Generell werden zwei Formen der Meditation über die Leere unterschieden:

  1. Die eine Form ist die raumbezogene Meditation über Leere, die durch die vollständige Abwesenheit oder Negation von inhärenter Existenz charakterisiert ist.
  2. Die andere wird illusionsgleiche Meditation über Leere genannt.

Die raumbezogene Meditation muss zuerst kommen, denn ohne die Verwirklichung der völligen Abwesenheit der innewohnenden Existenz wird die illusionsgleiche Wahrnehmung bzw. das Verstehen nicht stattfinden(Dalai Lama[3]).

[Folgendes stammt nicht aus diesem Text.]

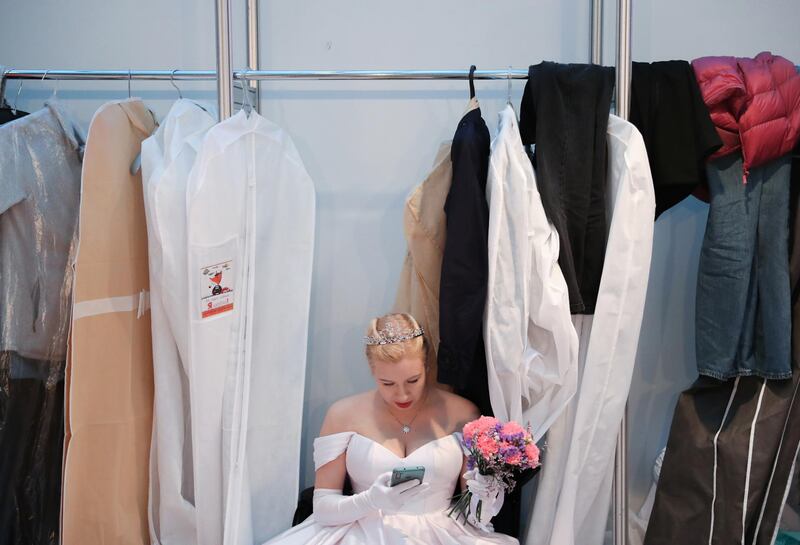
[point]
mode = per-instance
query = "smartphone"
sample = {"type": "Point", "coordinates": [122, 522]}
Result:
{"type": "Point", "coordinates": [405, 474]}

Lama Anagarika Govinda äußerte dazu : Sunyata ist das Leersein von allen begrifflichen Bestimmungen, die Anerkennung einer höheren, unaussprechbaren, undefinierbaren Realität, die nur im Zustand völliger Erleuchtung erlebt werden kann.

Emanation der Sunyata

Wer den tantrischen Yamantaka als Vajra - Bhairava betrachtet, der als direkte Emanation der Sunyata angesehen wird, sieht, daß diese große Leere dem statischen Aspekt von Maheshvara - Shiva in den Trimurti entspricht, über denen schon nach der Bahvricha Upanishad noch höhere Kräfte existieren, angefangen mit dem Ishvara als Essenz.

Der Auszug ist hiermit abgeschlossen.